We dug many tunnels at the camp but were never successful in escaping. The Germans fed us a watery soup once a day made from weeds and coal oil. We were given a small chunk of rye bread every other day. It was made with flour and wood chips. Once I had a piece of wood in my bread as large as my little finger, Red Cross food packages were very scarce and when one food package came the Germans would puncture any canned food so we couldn’t keep it. I spent a total of 17 months and 1 week at Stalag 17B. In early April of 1945 we were taken out of the prison camp and put on a forced march across Austria, We were taken to a Point where the Inn and Danube Rivers meet in Bavaria. This forced march lasted 25 days, We had very little food with us and no protection from the rain, snow and cold. We were put in a forest at this location still under German Guard. We had to build our own shelters which was very difficult without tools,

Finally, after a few weeks we were liberated by tank spear-head of General Clark’s 3rd Army. ( Actually was Patton’s Third Army) We disarmed the German guards at this point. I disarmed a Captain and took his rifle, 22cal. pistol and a knife. We brought the German guards to a place where German prisoners were kept by the Americans.
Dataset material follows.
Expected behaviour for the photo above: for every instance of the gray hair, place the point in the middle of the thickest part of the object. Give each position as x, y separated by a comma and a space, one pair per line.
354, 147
Three days after we were liberated we flew to Reims, France on a C47 cargo plane. There we were deloused, cleaned and given clean clothing. Our next destination was LeHavre, France where we were put on a diet of boiled chicken, 1 slice of white bread and an orange to get our stomach back in shape. This place in LeHavre was called “Camp Lucky Strike, ” We were then

put aboard a Red Cross ship and brought back to America. Upon reaching the USA we were taken to “Camp Shanks” in New York, In June of 1945 I finally realized that I was on my way home to Springfield, Massachusetts. After the ordeal I had been through the world seemed

a brighter and more beautiful place. In addition to the medals my unit earned, I was awarded the Distinguished Flying Cross for heroism and service above and beyond the call of duty, I also received the Purple Heart for wounds that I encountered when my plane was shot down.
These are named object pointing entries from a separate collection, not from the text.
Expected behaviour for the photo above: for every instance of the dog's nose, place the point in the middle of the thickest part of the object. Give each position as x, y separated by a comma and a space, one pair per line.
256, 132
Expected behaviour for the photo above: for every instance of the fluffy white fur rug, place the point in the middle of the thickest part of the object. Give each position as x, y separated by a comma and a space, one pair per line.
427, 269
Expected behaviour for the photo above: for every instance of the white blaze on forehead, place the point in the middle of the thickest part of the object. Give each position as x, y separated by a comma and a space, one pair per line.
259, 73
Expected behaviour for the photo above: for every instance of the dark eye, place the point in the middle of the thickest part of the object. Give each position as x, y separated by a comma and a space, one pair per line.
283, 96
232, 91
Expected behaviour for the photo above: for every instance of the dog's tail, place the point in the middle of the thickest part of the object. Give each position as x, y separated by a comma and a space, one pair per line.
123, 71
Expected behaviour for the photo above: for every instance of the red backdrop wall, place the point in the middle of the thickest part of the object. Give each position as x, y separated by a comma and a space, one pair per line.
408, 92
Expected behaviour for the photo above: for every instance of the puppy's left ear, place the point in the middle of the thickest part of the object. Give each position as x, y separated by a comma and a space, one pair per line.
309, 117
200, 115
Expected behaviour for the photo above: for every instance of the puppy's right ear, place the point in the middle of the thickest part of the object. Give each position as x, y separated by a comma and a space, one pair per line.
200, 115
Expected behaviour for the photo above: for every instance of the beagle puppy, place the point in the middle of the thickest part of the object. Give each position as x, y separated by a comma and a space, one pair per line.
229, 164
I have since learned that there was an eye-witness to our bomber’s crash. A Frenchman has written to Carl Clasmeier and said that he saw what happened to our bomber. He enclosed a French map and marked the spot where our bomber crashed in France, It was gratifying to me to have the Tail-gunner/ who was from Hamilton, Ohio, live to be best man at my wedding. He is married now and has 5 children and about 6 or 7 grandchildren. We had lived and almost died together during the last moments of our bomber’s life. He will always be my friend and brother.